Wikidata:Property proposal/property for implied values
value hierarchy property edit
Originally proposed at Wikidata:Property proposal/Generic
Description | property which specifies less precise items than the indicated value for which statements using the subject property would still be true |
---|---|
Data type | Property |
Domain | Wikidata property (Q18616576) |
Allowed values | transitive Wikidata property (Q18647515) |
Example 1 | instance of (P31) → subclass of (P279) |
Example 2 | headquarters location (P159) → located in the administrative territorial entity (P131) |
Example 3 | occupation (P106) → subclass of (P279) |
Example 4 | afflicts (P689) → anatomical location (P927) |
Planned use | add to a bunch of properties and use in tools, see below |
Note: we have considered various labels for this property: "property for implied values", "transitive over", "refinement hierarchy" and currently "value hierarchy property". All these variations are used in the discussion below. − Pintoch (talk) 21:40, 15 January 2019 (UTC)
Motivation edit
I would be interested in expressing that a given property (such as subclass of (P279)) is used to determine how values of another property (instance of (P31)) can be refined. This is a pattern that we use at various places in Wikidata:
- instance of (P31)business (Q4830453) is more precise than instance of (P31)organization (Q43229), because there is a chain of subclass of (P279) statements between business (Q4830453) and organization (Q43229). This would be expressed by instance of (P31)property for implied valuessubclass of (P279).

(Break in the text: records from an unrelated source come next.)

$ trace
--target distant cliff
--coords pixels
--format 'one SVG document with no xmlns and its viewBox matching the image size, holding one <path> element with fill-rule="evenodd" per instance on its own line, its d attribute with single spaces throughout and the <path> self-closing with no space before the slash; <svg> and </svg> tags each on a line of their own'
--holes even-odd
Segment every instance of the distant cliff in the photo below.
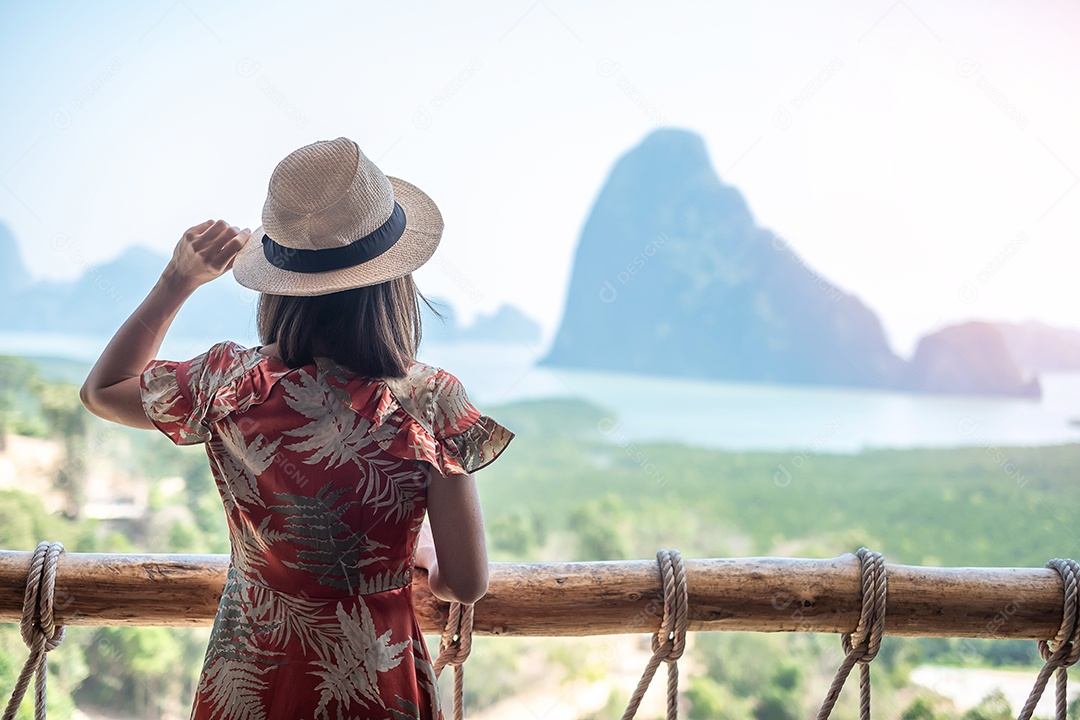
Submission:
<svg viewBox="0 0 1080 720">
<path fill-rule="evenodd" d="M 991 323 L 963 323 L 919 340 L 912 358 L 912 389 L 967 395 L 1039 397 L 1037 379 L 1025 378 Z"/>
<path fill-rule="evenodd" d="M 543 362 L 882 388 L 904 366 L 874 312 L 758 227 L 702 139 L 679 130 L 652 133 L 611 171 Z"/>
<path fill-rule="evenodd" d="M 33 282 L 12 232 L 0 222 L 0 331 L 111 335 L 150 291 L 167 260 L 147 248 L 130 247 L 109 262 L 85 267 L 76 280 Z M 191 296 L 170 332 L 207 343 L 226 338 L 256 342 L 256 293 L 231 277 L 215 281 Z M 511 305 L 477 315 L 465 327 L 448 303 L 436 308 L 445 320 L 421 303 L 424 337 L 431 342 L 539 340 L 539 324 Z"/>
<path fill-rule="evenodd" d="M 877 315 L 759 227 L 698 135 L 659 130 L 616 163 L 585 221 L 542 361 L 710 380 L 1037 397 L 1080 369 L 1080 334 L 969 324 L 897 357 Z"/>
</svg>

- headquarters location (P159)City of Brussels (Q239) is more precise than headquarters location (P159)Brussels-Capital Region (Q240), because there is a chain of located in the administrative territorial entity (P131) between the two values. This would be expressed by headquarters location (P159)property for implied valueslocated in the administrative territorial entity (P131).
Potentially this property could be multi-valued if there are multiple refinement hierarchies in place (but I can't think of an example right now). I am not very happy with the label so I hope others have better ideas.
The idea behind introducing such a property would be to make it easier for data import tools (such as OpenRefine) to respect these hierarchies natively (for instance, when adding headquarters location (P159)City of Brussels (Q239) to an item, any unsourced headquarters location (P159)Brussels-Capital Region (Q240) statement could be safely deleted, I think).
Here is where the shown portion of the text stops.